Garantir os direitos previdenciários é uma forma de reconhecer e proteger esse esforço diário. A contribuição mensal como MEI assegura que a mulher trabalhadora não esteja desamparada em momentos essenciais da vida, permitindo o planejamento do futuro com mais dignidade, estabilidade e tranquilidade.
Fique sabendo que a formalização como Microempreendedora Individual (MEI) assegura às mulheres trabalhadoras uma importante rede de proteção social por meio do Instituto Nacional do Seguro Social (INSS).
O recolhimento mensal garante o acesso a direitos previdenciários fundamentais, cobrindo eventuais afastamentos por saúde, a chegada de filhos e a aposentadoria. Veja mais detalhes na leitura a seguir.
Aposentadoria e auxílios por incapacidade
Para a concessão da aposentadoria por idade, a regra exige que a trabalhadora complete 62 anos e acumule ao menos 15 anos de contribuições.
Já para a solicitação de benefícios por incapacidade temporária ou permanente (antigos auxílio-doença e aposentadoria por invalidez), exige-se o cumprimento de uma carência de 12 mensalidades pagas, além da comprovação médica da impossibilidade de trabalhar.
Essa exigência de carência é anulada em episódios de acidentes de trabalho ou enfermidades especificadas pela legislação.
Apoio financeiro na maternidade
O salário-maternidade é voltado às empreendedoras no momento do nascimento ou acolhimento de um filho, exigindo apenas que a mulher mantenha a qualidade de segurada junto ao órgão. O benefício é concedido durante 120 dias em situações de parto, adoção, guarda judicial para fins de adoção ou nascimento de natimorto. Em casos de interrupção involuntária ou legal da gestação, o auxílio é pago por 14 dias.

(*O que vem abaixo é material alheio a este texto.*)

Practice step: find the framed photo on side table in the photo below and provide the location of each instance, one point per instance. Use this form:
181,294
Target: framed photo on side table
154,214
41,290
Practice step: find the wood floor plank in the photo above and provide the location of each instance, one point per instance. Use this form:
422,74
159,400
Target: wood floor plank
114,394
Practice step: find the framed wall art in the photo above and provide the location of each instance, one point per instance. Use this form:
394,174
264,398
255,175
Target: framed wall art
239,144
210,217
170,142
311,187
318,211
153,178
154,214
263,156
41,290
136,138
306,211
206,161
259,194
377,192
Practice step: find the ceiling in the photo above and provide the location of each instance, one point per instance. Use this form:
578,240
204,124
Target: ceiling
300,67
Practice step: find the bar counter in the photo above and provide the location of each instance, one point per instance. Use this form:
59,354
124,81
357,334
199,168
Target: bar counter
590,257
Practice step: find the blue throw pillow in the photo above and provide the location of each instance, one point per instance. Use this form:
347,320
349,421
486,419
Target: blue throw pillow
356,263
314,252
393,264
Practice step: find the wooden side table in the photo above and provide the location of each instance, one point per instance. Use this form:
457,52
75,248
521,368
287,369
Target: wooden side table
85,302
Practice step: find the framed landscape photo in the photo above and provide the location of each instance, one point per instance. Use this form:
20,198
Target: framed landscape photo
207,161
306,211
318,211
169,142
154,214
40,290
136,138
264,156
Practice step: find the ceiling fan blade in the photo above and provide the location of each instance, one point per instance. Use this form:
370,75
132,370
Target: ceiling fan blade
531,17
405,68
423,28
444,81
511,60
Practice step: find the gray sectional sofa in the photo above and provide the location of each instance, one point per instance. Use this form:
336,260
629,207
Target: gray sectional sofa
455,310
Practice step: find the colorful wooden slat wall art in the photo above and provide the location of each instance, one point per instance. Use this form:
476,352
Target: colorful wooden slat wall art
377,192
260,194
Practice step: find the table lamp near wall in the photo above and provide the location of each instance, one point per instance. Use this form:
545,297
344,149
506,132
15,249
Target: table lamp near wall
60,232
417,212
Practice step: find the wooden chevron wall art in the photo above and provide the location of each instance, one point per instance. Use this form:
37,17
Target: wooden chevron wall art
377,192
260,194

A cobertura previdenciária do MEI estende-se aos dependentes da trabalhadora. Em caso de falecimento, os familiares podem solicitar a pensão por morte, cuja duração varia conforme a idade e o grau de parentesco do beneficiário. Há também a previsão do auxílio-reclusão para famílias de seguradas de baixa renda que estejam cumprindo pena em regime fechado, exigindo-se um histórico mínimo de 24 contribuições.
Pagamento do DAS
Para não perder os direitos, a microempreendedora deve manter o pagamento do Documento de Arrecadação do Simples Nacional (DAS) rigorosamente em dia. O status de segurada costuma ser mantido por até 12 meses após o último recolhimento. Quando todos os pagamentos são feitos exclusivamente na modalidade MEI, o valor fixado para os benefícios é de um salário mínimo.
A verificação do histórico e o requerimento de serviços podem ser feitos pelo aplicativo ou site Meu INSS, além do atendimento telefônico pelo número 135.